Military looks at foreign recruits to boost ranks

Canada's military is considering lifting a longstanding citizenship requirement as a way to boost its numbers. Right now, Canadian citizenship is a key requirement for enlistment, with waivers offered in exceptional cases.

Review underway to consider lifting citizenship requirement for Canadian Armed Forces

Members of the Canadian Armed Forces march during the Calgary Stampede parade in Calgary, Friday, July 8, 2016. (Jeff McIntosh/Canadian Press)

Canada's military is considering lifting a longstanding citizenship requirement as a way to boost its numbers.

Right now, the Canadian Armed Forces (CAF) offers waivers to foreign nationals only in exceptional cases — to individuals on international military exchanges, for example, or to candidates who have specialized skills in high demand.

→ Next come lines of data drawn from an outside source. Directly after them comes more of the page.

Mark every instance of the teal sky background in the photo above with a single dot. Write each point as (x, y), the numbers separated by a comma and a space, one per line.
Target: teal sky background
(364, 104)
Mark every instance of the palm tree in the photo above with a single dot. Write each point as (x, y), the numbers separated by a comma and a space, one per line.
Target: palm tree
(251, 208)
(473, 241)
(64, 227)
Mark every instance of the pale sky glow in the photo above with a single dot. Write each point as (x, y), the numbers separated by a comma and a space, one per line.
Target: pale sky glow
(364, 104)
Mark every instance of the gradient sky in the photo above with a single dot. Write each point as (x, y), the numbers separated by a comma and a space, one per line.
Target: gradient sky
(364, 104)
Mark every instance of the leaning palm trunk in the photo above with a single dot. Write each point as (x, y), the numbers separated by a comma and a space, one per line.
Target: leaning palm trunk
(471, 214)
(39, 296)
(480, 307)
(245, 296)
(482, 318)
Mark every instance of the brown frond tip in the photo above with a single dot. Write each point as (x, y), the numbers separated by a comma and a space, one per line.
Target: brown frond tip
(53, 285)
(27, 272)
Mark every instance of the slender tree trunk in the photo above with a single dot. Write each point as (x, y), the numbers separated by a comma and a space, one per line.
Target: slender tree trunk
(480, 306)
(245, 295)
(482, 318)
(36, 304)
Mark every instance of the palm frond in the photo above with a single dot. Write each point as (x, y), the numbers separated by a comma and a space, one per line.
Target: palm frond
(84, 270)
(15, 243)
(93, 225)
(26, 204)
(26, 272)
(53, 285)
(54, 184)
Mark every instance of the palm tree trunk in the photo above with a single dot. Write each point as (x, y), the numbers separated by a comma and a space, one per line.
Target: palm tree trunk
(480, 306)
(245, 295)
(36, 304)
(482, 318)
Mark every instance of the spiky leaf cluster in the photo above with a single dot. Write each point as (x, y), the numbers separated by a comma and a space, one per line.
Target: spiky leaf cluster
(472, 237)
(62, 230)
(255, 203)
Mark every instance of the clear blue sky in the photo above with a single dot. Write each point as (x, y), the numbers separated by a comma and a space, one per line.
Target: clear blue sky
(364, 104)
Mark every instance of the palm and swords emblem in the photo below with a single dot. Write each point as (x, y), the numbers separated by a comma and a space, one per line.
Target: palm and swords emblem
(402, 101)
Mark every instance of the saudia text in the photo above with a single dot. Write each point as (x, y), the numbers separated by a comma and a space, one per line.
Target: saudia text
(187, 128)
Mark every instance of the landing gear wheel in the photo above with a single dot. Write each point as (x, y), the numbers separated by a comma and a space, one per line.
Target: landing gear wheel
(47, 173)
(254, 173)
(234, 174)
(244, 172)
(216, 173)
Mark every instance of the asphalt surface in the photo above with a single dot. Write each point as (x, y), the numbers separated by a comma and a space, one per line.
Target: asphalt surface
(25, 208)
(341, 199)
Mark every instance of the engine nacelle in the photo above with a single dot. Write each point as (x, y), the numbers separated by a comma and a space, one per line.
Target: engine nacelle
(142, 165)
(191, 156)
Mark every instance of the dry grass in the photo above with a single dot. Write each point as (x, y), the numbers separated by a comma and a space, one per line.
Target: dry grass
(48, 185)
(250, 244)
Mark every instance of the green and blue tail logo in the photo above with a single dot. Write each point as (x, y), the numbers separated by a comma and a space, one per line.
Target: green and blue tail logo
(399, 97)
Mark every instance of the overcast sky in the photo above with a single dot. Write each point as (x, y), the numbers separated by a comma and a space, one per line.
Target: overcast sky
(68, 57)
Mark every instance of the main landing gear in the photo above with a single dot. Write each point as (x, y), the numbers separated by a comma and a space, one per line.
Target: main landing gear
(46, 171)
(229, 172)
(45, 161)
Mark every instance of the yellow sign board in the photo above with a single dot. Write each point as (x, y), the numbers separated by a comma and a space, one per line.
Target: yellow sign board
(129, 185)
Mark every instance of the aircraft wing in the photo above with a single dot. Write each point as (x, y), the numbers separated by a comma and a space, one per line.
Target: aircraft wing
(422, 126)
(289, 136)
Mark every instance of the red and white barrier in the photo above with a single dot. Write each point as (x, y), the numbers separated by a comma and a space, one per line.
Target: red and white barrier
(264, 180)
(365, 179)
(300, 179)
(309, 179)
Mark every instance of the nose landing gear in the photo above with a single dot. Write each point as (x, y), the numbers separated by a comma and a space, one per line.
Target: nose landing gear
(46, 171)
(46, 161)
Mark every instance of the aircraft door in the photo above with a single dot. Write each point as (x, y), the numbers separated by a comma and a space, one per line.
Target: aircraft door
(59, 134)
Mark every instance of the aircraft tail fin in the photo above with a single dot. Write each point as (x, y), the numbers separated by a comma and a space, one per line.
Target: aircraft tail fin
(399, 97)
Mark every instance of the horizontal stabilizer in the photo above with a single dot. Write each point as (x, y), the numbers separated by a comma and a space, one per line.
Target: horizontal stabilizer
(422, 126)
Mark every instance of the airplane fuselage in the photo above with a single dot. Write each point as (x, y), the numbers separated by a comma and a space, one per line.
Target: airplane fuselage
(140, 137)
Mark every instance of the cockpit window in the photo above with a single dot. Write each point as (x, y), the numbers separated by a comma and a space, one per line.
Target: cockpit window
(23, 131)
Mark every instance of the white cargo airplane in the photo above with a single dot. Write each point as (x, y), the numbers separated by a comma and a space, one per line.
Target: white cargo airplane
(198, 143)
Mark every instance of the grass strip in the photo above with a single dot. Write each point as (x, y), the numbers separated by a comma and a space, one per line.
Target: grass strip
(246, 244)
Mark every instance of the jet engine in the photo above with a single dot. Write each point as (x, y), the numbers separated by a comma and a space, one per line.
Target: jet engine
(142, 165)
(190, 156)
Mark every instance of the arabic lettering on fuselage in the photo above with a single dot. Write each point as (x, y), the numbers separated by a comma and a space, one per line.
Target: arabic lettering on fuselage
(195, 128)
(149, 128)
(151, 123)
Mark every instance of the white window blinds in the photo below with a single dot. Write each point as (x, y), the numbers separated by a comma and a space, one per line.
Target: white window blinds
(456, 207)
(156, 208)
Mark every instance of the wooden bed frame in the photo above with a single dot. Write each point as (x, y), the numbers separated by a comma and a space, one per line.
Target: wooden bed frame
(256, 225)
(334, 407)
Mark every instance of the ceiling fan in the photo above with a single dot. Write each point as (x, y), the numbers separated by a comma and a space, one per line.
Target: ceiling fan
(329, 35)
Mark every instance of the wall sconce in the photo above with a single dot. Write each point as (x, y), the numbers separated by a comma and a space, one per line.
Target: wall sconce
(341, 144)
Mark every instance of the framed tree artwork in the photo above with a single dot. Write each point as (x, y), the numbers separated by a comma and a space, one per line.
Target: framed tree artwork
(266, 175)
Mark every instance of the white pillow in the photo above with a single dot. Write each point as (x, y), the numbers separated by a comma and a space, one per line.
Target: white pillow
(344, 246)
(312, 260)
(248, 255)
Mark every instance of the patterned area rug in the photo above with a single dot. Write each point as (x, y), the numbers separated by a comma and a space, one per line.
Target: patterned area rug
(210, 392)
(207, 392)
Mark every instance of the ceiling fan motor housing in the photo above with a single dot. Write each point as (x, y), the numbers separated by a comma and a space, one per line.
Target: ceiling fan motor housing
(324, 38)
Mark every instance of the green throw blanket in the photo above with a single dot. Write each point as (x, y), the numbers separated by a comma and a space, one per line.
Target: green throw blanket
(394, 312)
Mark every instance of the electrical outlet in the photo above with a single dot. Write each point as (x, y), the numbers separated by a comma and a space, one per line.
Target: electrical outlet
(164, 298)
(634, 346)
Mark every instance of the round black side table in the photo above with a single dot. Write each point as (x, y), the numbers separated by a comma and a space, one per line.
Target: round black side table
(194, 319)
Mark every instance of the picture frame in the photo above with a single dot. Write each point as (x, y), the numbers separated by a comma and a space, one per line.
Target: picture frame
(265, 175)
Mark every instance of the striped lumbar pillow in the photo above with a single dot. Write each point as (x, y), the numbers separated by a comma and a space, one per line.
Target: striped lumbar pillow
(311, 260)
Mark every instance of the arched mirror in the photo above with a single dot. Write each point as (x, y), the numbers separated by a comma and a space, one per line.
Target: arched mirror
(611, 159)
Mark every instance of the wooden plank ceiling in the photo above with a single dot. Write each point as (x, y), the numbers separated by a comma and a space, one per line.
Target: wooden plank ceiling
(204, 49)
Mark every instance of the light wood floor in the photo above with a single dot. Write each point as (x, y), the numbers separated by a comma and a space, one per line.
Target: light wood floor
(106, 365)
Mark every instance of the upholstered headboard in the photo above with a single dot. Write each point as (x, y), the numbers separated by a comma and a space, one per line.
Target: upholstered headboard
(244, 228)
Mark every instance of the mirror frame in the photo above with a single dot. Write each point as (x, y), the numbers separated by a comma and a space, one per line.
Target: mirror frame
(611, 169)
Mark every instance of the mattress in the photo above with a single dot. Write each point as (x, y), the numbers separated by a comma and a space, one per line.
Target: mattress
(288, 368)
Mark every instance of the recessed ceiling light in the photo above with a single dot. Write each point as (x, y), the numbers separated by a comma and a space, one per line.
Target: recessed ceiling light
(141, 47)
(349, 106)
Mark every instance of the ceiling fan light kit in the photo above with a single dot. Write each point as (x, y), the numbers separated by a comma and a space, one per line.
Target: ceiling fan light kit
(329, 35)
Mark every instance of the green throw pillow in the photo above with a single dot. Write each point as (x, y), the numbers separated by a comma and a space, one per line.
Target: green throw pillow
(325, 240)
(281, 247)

That citizenship requirement is now under review.

"In line with the government of Canada's objective of raising the numbers of Forces personnel, there are currently initial discussions to review the possibility for foreign nationals' recruitment beyond skills applicants," Byrne Furlong, spokeswoman for Defence Minister Harjit Sajjan, wrote in an email. "It is too early to mention anything about any results or conclusion of such review‎."

DND spokesman Maj. Alexandre Munoz said the existing Skilled Military Foreign Applicant program is open to any foreign applicant with a specialized skill set that would reduce training costs or fill particular needs — a trained pilot or a doctor, to cite two examples.

Only two foreign nationals were accepted into the Forces last fiscal year.

"It is understood that many foreign nationals and permanent residents have applied to join the CAF, but the majority have been refused as they do not meet IRCC guidelines and requirements," Munoz said in an email.

Lifting the Forces' citizenship requirement would be a sharp departure from Canada's traditional recruitment practices and could open the doors to applications from thousands of permanent residents.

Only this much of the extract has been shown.